La conférence territoriale présente un atout majeur : elle permettra à l'État et aux collectivités territoriales, mais aussi entre collectivités territoriales, de définir contractuellement leurs sphères d'intervention.
En outre, j'estime qu'il est nécessaire de reconnaître le fait urbain. La France est un pays dans lequel la population a choisi depuis des années de vivre en ville. Ce phénomène n'est pas seulement national ; il est mondial. Dans le monde, en quelques décennies, la proportion de la population urbaine est passé de 30 % à 50 % ; en France, cette proportion est passée de 30 % à 70 %, et même à 80 %, selon les interprétations. C'est un fait et ce projet de loi a le courage de le reconnaître car, pour avoir été député pendant 15 ans, je sais que la plupart des élus ont une sensibilité particulière pour le monde rural.
Ce fait urbain n'est pas seulement un signe de prospérité ; la ville engendre aussi de nombreuses difficultés. Le fait urbain a créé d'importants écarts de richesse entre les populations. Il est donc nécessaire de relever les défis, le plus caractéristique étant celui des quartiers car il y a des endroits où l'on peut parfois douter de l'existence de la République.
Un sujet me tient particulièrement à coeur : la métropole. Sur des territoires relativement restreints, cette formule permet de relever ces défis en faisant de la métropole un interlocuteur de l'État. Toulouse était une métropole régionale depuis des décennies : il n'y avait pas eu besoin d'une loi pour le décider. Mais il s'agit ici de savoir s'il est possible de décréter, selon certains critères, qu'un certain nombre de territoires ayant des atouts peuvent être des relais de l'État pour relever des défis qu'il ne peut plus lui-même assumer. J'estime qu'il y a trois grands défis : celui de l'emploi et de l'économie de la connaissance tout d'abord : il y a aujourd'hui des territoires où il existe des masses critiques en termes de recherche et développement, de transferts de technologies, d'enseignement supérieur ou de filières industrielles de haut niveau, qui permettent de susciter des dynamiques économiques.

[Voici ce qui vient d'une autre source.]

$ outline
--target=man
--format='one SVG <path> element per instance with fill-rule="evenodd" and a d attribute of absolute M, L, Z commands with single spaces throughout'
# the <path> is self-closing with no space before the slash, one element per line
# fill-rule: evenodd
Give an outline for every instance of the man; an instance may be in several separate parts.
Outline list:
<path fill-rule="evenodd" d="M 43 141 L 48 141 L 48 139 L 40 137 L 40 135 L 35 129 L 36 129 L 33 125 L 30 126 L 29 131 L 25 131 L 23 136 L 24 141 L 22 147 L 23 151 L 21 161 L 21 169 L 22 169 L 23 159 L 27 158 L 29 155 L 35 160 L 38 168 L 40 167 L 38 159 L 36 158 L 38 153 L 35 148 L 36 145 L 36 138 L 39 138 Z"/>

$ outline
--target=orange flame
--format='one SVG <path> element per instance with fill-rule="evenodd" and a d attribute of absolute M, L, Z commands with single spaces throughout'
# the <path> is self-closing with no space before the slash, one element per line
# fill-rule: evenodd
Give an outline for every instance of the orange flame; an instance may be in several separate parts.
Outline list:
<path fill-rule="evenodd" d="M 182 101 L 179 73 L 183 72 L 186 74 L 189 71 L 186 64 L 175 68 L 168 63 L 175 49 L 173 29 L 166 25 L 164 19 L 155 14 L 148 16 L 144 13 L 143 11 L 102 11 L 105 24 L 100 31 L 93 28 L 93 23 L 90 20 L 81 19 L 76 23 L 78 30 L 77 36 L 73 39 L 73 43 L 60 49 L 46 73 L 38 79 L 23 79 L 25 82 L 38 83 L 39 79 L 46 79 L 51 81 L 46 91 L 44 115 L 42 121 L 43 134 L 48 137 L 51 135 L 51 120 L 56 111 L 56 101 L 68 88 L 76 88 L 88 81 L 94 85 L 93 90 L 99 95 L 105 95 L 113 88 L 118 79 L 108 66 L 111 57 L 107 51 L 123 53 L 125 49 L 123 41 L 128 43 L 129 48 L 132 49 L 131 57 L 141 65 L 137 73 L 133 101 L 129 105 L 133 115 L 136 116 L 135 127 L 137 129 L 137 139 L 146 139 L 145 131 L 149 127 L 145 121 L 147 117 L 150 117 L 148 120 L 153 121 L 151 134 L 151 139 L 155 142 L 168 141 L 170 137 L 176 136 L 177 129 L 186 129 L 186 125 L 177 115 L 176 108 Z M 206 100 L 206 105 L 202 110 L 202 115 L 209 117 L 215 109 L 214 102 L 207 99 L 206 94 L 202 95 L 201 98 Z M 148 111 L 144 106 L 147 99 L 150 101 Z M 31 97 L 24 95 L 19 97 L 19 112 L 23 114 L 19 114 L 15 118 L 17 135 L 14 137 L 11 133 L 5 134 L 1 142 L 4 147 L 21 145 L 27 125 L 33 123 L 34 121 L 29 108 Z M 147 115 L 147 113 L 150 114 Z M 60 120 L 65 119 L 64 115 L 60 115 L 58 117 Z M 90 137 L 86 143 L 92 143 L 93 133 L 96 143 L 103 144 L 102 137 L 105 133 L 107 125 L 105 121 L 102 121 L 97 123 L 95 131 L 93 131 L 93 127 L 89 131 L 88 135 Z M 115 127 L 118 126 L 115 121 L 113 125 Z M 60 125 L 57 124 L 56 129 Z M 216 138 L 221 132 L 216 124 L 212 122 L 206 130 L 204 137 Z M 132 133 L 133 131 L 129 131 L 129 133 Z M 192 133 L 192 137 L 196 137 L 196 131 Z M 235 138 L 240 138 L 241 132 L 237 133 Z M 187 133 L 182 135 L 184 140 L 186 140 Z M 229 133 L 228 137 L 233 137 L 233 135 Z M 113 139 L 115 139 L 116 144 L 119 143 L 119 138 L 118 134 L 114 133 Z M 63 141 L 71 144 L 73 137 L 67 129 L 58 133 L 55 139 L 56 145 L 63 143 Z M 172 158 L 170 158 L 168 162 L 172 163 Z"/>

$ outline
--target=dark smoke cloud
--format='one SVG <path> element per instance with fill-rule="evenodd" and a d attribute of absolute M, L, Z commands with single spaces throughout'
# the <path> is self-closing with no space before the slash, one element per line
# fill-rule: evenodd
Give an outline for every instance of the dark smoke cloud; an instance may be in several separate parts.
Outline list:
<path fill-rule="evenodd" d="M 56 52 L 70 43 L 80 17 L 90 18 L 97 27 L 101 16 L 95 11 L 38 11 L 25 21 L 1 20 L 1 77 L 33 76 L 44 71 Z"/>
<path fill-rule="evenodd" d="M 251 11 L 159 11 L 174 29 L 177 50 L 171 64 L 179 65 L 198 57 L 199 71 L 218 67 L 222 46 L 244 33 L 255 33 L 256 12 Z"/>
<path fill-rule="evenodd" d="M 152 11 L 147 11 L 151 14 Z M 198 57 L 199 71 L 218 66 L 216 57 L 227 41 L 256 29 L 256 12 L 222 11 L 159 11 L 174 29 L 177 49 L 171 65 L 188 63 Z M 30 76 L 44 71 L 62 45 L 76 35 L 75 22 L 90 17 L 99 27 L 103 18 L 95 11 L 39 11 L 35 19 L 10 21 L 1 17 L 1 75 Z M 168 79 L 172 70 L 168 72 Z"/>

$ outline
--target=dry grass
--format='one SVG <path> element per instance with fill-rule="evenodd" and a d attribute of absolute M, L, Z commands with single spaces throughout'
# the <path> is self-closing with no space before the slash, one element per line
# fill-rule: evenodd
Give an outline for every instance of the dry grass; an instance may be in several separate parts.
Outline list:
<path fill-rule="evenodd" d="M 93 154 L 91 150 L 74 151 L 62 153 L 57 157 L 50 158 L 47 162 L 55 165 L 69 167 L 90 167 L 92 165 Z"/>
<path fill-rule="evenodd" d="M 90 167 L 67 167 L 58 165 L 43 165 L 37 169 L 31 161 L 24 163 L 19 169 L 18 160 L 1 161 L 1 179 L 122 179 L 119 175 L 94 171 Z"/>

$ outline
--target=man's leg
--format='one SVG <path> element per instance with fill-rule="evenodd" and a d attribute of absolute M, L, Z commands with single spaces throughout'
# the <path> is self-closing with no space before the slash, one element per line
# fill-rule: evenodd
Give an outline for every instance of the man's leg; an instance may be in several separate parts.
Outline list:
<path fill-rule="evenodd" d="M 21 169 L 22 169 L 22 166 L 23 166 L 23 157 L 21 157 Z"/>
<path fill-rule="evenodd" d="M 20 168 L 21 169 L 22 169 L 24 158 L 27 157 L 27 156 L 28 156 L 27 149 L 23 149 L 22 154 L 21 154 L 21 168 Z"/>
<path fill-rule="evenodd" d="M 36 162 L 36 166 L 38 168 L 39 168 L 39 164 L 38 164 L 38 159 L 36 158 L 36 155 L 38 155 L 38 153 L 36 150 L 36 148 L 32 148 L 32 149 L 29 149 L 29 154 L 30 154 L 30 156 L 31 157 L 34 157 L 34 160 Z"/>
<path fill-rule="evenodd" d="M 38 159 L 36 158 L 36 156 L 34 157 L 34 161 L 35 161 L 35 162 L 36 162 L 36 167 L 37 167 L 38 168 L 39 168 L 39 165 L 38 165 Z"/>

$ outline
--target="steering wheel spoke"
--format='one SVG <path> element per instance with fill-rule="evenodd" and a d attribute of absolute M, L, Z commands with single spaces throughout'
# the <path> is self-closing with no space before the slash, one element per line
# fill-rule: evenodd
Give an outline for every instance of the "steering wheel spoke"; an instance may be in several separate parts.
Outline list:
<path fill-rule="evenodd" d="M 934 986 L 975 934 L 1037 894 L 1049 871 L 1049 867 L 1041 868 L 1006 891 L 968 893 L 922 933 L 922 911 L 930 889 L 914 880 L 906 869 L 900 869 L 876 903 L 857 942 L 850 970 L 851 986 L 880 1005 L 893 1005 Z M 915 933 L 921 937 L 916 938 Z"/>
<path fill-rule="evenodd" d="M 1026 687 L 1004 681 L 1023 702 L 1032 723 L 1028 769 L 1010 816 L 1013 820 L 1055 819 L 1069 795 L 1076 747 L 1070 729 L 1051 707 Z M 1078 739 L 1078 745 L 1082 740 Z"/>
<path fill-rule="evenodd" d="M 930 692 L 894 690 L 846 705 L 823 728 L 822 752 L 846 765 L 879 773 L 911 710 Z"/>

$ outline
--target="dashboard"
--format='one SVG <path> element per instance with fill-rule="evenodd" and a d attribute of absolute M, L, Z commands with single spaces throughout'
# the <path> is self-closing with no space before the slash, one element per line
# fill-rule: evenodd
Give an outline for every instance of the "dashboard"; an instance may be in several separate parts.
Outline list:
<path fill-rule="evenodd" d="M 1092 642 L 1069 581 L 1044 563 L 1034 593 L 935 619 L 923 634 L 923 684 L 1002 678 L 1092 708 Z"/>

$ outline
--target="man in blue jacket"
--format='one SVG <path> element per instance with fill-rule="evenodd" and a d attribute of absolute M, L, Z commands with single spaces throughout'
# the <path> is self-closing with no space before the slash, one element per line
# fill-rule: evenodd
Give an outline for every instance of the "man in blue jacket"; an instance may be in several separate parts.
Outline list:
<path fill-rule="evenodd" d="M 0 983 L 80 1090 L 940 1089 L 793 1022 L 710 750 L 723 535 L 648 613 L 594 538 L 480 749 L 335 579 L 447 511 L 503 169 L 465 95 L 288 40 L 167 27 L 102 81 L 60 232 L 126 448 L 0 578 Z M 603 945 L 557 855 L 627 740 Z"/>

La spécialisation de Toulouse dans les domaines de l'aéronautique et du spatial, des dispositifs de l'État comme les centres hospitaliers universitaires (CHU) permettent par exemple de relever aujourd'hui des défis aussi variés que ceux du numérique, du vieillissement de la population ou du maintien des personnes à domicile. Ces masses critiques et la rénovation du lien entre État et collectivités territoriales permettraient ainsi de créer de nouvelles filières, nécessaires pour la ré industrialisation du pays.

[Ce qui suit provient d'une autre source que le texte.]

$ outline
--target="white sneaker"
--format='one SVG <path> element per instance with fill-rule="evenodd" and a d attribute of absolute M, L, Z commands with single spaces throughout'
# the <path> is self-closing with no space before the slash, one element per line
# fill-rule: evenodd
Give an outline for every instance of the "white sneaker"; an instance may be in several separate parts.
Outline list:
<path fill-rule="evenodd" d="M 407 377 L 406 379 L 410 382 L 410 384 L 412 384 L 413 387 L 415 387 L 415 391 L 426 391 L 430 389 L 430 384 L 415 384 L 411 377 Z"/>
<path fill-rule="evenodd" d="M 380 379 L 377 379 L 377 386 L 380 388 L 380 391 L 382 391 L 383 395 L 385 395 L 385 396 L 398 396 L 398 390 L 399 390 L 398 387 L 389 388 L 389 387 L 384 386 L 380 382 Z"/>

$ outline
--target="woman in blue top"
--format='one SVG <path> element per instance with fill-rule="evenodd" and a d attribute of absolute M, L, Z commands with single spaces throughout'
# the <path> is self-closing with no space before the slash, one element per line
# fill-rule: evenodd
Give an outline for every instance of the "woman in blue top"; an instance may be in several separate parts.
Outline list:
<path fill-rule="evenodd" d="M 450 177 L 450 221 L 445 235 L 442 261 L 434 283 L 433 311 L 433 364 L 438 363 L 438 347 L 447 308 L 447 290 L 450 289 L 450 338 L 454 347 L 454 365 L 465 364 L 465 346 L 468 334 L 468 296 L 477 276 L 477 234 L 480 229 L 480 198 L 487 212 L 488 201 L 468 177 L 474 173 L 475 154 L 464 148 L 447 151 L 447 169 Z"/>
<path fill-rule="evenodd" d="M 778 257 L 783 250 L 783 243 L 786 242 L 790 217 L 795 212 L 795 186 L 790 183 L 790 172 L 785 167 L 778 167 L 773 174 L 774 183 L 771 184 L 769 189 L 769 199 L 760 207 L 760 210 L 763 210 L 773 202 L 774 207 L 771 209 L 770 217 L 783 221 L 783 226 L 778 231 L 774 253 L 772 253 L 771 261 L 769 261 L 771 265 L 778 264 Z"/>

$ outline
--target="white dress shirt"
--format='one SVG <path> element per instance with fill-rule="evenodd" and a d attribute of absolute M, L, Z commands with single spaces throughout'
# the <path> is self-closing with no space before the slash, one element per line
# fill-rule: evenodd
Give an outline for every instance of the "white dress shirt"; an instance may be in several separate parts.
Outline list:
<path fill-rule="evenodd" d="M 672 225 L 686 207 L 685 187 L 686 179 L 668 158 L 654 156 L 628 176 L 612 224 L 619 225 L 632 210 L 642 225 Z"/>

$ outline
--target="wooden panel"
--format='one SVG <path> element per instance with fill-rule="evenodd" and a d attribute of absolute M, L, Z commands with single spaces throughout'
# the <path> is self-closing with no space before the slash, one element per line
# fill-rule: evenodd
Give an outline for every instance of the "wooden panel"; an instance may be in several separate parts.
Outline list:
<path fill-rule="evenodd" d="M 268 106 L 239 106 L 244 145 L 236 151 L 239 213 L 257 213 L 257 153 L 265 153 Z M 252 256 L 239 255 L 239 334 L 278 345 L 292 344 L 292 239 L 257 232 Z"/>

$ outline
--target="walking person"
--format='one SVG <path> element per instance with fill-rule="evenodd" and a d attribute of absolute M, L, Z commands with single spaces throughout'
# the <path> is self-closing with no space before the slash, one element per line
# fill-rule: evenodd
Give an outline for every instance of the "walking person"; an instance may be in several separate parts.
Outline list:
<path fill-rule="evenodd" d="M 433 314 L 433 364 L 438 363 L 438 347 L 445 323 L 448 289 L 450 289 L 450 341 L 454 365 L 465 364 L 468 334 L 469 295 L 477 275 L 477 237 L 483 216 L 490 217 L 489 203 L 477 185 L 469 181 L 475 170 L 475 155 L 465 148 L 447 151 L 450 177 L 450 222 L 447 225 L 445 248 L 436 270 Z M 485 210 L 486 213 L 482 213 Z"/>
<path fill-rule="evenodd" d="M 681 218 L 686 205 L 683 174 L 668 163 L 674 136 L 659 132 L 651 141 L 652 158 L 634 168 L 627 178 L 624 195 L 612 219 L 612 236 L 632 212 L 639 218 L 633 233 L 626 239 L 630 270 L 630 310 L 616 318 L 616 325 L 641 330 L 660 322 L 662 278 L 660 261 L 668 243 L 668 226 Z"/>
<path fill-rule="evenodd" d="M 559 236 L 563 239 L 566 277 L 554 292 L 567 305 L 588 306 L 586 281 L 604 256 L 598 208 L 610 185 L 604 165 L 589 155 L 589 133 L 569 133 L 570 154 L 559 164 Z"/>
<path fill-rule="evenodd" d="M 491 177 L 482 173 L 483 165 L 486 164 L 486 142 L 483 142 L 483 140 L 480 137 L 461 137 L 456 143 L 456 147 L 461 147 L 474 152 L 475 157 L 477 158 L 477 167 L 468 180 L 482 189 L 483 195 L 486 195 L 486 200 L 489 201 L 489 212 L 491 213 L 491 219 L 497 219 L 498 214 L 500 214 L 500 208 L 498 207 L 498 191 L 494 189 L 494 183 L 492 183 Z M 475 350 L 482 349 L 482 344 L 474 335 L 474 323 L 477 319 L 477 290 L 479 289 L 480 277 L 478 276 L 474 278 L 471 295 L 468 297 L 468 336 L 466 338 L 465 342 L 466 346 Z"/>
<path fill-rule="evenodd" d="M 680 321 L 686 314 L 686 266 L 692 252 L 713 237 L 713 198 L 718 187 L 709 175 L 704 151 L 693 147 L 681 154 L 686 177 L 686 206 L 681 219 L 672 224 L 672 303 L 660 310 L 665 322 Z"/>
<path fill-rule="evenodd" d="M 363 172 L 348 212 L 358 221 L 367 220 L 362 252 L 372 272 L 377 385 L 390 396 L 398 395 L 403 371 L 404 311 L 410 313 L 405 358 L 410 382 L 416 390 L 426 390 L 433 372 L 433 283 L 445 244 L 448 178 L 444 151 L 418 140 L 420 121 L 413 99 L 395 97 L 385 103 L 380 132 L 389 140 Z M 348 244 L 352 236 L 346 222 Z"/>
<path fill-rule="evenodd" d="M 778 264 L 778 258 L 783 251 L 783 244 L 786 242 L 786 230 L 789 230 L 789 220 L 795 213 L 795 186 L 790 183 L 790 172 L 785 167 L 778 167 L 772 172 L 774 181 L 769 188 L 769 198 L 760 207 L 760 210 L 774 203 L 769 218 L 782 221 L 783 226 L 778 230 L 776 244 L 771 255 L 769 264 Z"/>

Le deuxième point est celui de la transition énergétique : elle sera inévitable. Là encore, nous disposons de la masse critique nécessaire, constituée du parc de logements sociaux, qui nous permet d'être un interlocuteur de l'État.
Enfin, le fait urbain est aussi vecteur de discriminations et d'exclusions. Là encore, dans le cadre de la politique de la ville, ces questions peuvent être prises en compte par les métropoles.
Les métropoles ne sont pas un diplôme d'honneur mais il s'agit de savoir si au regard des critères que j'ai exposés, notamment par l'existence de masses critiques dans différents domaines, les métropoles peuvent être un relais de l'État.
Aujourd'hui, il n'y a que deux agglomérations qui peuvent véritablement prétendre au titre de métropoles : Paris et Lyon. En ce qui concerne les autres villes, elles remplissent un certain nombre de critères mais elles ne peuvent s'élever au rang de métropoles européennes que si le pays le décide. C'est un pari pour l'avenir : les collectivités territoriales sont devenues suffisamment crédibles pour le relever.